ABD’nin PKK konusundaki tutumu kabul edilemeyecek kadar zayıftır ve bazı komplo teorilerinin daha fazla ifade edilmesine neden olmaktadır. ABD’nin PKK konusundaki gevşek tutumunun kendisine bir bedeli olmalıydı. Bu olmadan Washington’un terör örgütüne karşı anlamlı bir adım atmayacağı bir süredir bellidir. Bu arada ABD’nin PKK ile ilişkisi ile ilgili değişik spekülasyonlar yapılmaktadır: Onunla görüşüyor, onu yönlendiriyor, ona yeteri kadar kesin tavır almıyor, ona kayıtsız, onun hakkında ne yapacağına karar veremiyor, onunla uzaktan anlaşıyor, onun varlığını kendisi açısından avantaj görüyor, onu İran ve Suriye’ye karşı kullanmak istiyor / kullanıyor.
Türk medyasının önemli kalemlerinin, Amerikalı muhataplarından ABD’nin niye PKK’ya karşı bir şey yapamayacağına dair duydukları argümanları yazdıktan sonra, bunların ne kadar inandırıcı olduğunu sorgulamamaları anlaşılır değildir.
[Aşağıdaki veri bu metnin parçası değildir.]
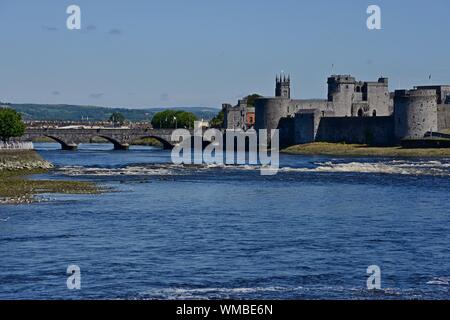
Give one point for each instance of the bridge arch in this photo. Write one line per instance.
(117, 144)
(64, 145)
(166, 144)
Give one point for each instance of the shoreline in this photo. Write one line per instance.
(16, 187)
(356, 150)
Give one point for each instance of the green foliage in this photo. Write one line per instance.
(251, 99)
(217, 121)
(117, 118)
(170, 119)
(76, 112)
(11, 124)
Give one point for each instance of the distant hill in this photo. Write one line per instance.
(93, 113)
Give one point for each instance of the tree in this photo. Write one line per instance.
(11, 124)
(117, 118)
(251, 99)
(171, 119)
(217, 121)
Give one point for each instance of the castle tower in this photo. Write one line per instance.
(341, 91)
(283, 87)
(415, 113)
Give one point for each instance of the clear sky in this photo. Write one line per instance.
(153, 53)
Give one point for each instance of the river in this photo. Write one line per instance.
(205, 232)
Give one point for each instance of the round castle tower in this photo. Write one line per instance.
(415, 113)
(269, 111)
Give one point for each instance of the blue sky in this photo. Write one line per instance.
(157, 53)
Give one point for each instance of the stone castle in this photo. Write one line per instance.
(354, 112)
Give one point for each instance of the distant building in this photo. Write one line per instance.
(354, 112)
(241, 116)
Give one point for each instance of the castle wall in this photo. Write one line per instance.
(362, 130)
(306, 126)
(269, 111)
(415, 113)
(443, 116)
(378, 97)
(341, 91)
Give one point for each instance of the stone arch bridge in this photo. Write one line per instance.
(121, 138)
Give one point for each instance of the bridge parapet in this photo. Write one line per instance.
(121, 138)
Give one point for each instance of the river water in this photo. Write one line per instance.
(174, 232)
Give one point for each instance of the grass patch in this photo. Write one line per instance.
(16, 187)
(340, 149)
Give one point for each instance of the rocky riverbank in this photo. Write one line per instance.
(353, 150)
(17, 188)
(22, 160)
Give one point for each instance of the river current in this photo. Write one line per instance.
(169, 231)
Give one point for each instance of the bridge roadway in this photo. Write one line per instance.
(121, 138)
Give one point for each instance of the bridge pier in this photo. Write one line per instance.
(69, 147)
(121, 146)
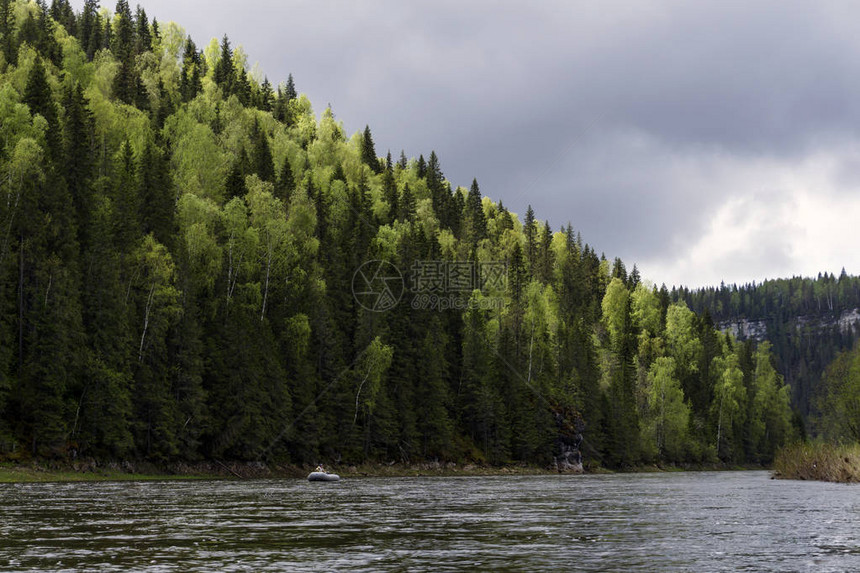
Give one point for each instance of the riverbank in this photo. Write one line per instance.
(36, 471)
(819, 462)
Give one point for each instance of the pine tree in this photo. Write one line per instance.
(156, 195)
(78, 153)
(368, 151)
(261, 154)
(143, 37)
(225, 74)
(8, 46)
(476, 220)
(285, 185)
(38, 97)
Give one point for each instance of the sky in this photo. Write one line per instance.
(703, 142)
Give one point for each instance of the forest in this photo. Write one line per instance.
(810, 323)
(184, 252)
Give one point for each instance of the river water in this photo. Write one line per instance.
(695, 521)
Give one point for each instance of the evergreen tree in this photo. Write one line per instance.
(261, 154)
(368, 151)
(225, 74)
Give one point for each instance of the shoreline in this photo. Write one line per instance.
(87, 471)
(818, 462)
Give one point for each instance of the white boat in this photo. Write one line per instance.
(323, 476)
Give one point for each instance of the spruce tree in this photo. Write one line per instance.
(38, 97)
(224, 72)
(286, 184)
(261, 154)
(368, 151)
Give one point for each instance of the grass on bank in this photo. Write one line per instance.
(818, 461)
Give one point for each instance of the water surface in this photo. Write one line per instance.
(697, 521)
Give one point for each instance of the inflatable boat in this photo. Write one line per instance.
(322, 476)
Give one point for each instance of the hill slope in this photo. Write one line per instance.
(194, 266)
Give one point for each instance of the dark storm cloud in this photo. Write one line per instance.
(608, 115)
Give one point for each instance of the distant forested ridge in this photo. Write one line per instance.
(808, 321)
(193, 266)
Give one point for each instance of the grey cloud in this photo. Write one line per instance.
(531, 98)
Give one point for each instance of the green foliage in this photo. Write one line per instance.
(178, 252)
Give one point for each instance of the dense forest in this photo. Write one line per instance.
(808, 321)
(189, 260)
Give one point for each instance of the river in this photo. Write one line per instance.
(695, 521)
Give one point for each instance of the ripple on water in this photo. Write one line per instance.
(691, 521)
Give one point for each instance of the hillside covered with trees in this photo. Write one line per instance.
(808, 321)
(182, 250)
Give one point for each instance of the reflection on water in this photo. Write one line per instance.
(651, 522)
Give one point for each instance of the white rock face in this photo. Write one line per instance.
(745, 329)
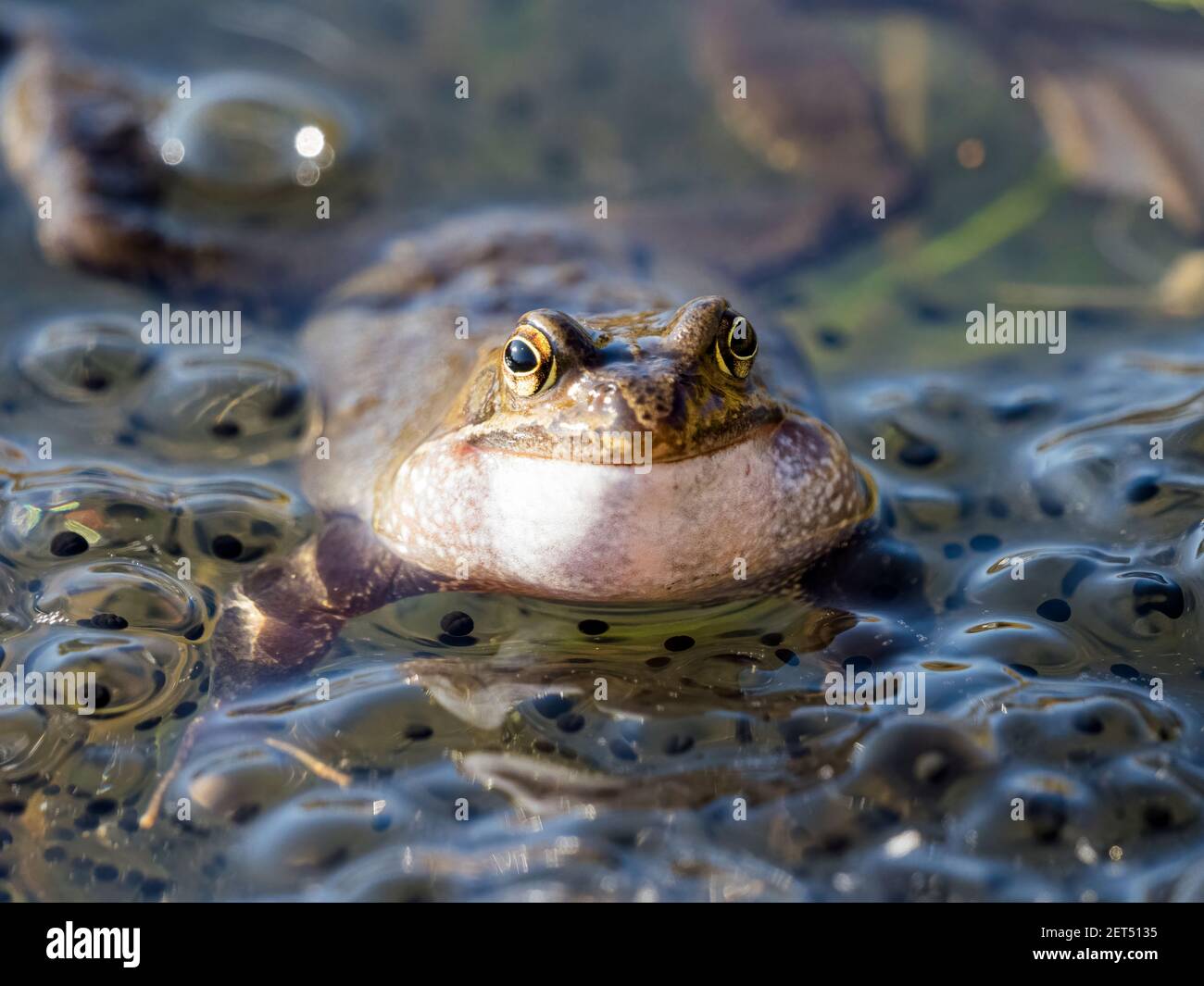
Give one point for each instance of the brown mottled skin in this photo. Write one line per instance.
(444, 472)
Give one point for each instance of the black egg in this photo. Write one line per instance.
(520, 356)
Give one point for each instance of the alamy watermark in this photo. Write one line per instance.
(608, 448)
(1003, 328)
(181, 328)
(882, 688)
(53, 688)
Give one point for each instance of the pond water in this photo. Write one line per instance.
(1035, 565)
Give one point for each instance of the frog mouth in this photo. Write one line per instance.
(638, 448)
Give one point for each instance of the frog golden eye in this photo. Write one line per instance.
(735, 348)
(530, 361)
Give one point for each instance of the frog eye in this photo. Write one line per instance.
(735, 348)
(530, 361)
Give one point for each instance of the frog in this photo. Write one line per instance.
(520, 400)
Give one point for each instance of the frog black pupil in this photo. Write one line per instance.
(520, 357)
(743, 342)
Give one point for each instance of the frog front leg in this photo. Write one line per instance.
(283, 618)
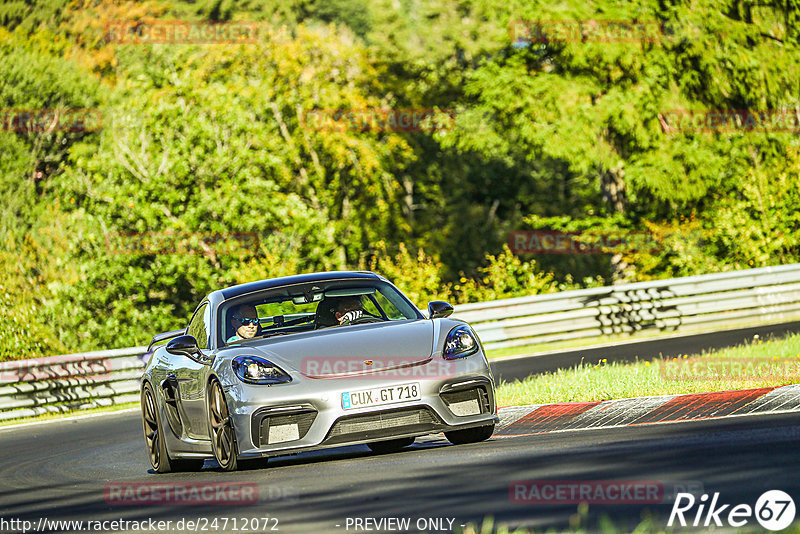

Örneğin, “PKK'ya yönelik bir harekâtın kuzeyi de istikrarsızlaştırabileceği” endişesini anlamak zordur. Iraklı Kürt gruplar içinde PKK, hem Türkiye’ye karşı oynayabilecekleri bir “kart” hem K. Irak’ta kendi otoritelerine karşı bir tehdit hem de Türkiye’nin müdahalesine neden/bahane olabilecek bir problem kaynağıdır. Ne PKK’ya karşı yapılacak bir askerî operasyon ne de Iraklı Kürtlere haklarının ötesinde verilenlerin azaltılması, bu grupları ABD’ye karşı tavır almaya yöneltecektir. PKK’nın ABD’ye karşı askerî olarak tavır alması düşünülemez. K. Iraklı Kürtlerin de ABD’ye karşı gelme, onu istememe veya ona destek vermeme gücü yoktur.
İran’ın PKK-PJAK’a karşı, son dönemdeki faaliyetlerini olduğundan büyük göstermekte çıkarları olduğu doğrudur. Paradoksal şekilde, Iraklı Kürt gruplar da, bu durumun Türkiye’yi İran’a yaklaştıracağını (ve dolayısıyla ABD’den uzaklaştıracağını) umarak İran’ın Irak topraklarına yönelik askerî eylemlerini abartmak isteyebilirler. Ayrıca, İran’ın Türkiye’ye teslim ettiği PKK’lıların, örgüt tarafından kaçırılmış gençler olduğu iddia edilse de, ABD’nin o kadarını bile yapmadığı görülmektedir. Örneğin, ABD kontrolündeki Musul’da olduğu düşünülen Osman Öcalan burada Türk gazeteciler tarafından bulunurken ABD’nin kendisinden haberdar olmadığı düşünülemez.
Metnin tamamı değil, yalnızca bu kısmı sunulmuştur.